I left it behind. It was pale green and when I looked back to where it lay at the base of a huge cedar whose dew fell like rain, an odd feeling passed over me. I wasn’t heading into the unknown, but I did have before me a two-day walk on river cobbles. The water was safe to drink, and the fruit bars that bulged in my coat were enough nutrition. Moderate alertness would keep me from unpleasantly surprising bears, and with the equinoctial storms a week or so away, one night sleeping in my clothes was nothing to worry about. It might be that a chopper picking up goat hunters or another angler would see me, but realistically I hadn’t heard any aircraft in a couple of days. A walk it would be. There was a road-head and a native settlement, cars. I had credit cards and a bit of cash, among the things I took instead of the sleeping bag. For the first few miles, I thought of ways I could go back for it. I still pictured myself bent over and running under the blades of the helicopter.

What beautiful weather for a walk! Each time the river bent, the world before me changed completely, divided, rushed, shrugged off the old forest, spread before narrowing, always mindful of the sea. The few bears I saw departed at the sight of me, and at sundown I found myself in a canyon, a primeval wilderness crowned high above by a star-filled sky. I was tired enough that sleeping on the ground was not an issue, and my belief that I could smell salt water was part of what swept me to the next morning.

I walked into an Indian settlement in midafternoon under a beautiful blue North Pacific sky and could smell the ocean. I saw no one around but heard native radio blaring from one house, the theme song from Welcome Back, Kotter , then AC/DC “Dirty Deeds Done Dirt Cheap,” my favorite song for waking up and getting going. I thought that was a good sign.

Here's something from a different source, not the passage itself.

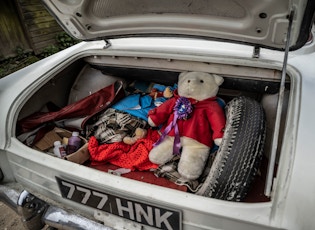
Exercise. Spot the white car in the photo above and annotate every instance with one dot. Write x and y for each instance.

When I knocked on the door, the music stopped; an old native man in overalls and a worn Irish tweed cap appeared and asked what he could do to help me. I told him I’d been dropped above the forks on the first of September and that my ride had never come back for me. I told him I’d left my stuff in the bush, maybe somebody would want it.

He said nothing was flying and when I seemed not to understand, he said nothing was flying anywhere, not here or anywhere in the world. I don’t think he understood, at least at first, that I knew nothing of the attack in New York. I thought I was listening to some aborigine’s mumbo jumbo about how nothing really flies, how we are earthbound, how flight was an illusion. I was well along this cul-de-sac when he patiently told me what had happened.

“The bus runs from Hagensborg to Vancouver,” he said. “You’ll be halfway to your house.”

I got pretty well filled in by the passengers on the way down — forest, rivers, town, the smell of salmon everywhere, once in a while the northern ocean. Several passengers had watched the news on television and tried to describe the scene but gave up. They watched me gauge its effect, as though this had happened to us as Americans, of which I was the specimen. I would have thought it was a bit more general, but it hadn’t happened to Canadians, it had happened to us. All very odd because whatever it was, I couldn’t picture it. This was well before everyone fought to own it. To judge by the other passengers, half of whom were Indians, all agreed that things would never be the same.

In Vancouver I felt the strangeness of the flightless skies; and at the airport, where my futile hopes for a ride home led me, the sight of what looked like every airplane from round the Pacific Rim, a jumble of towering aluminum tails and cheery logos, finally persuaded me that all was indeed arrested. A van was hauling water to a queue of Chinese families winding out of the terminal to the parking lot. I was told they’d been there for four days. Old people slept on the tile.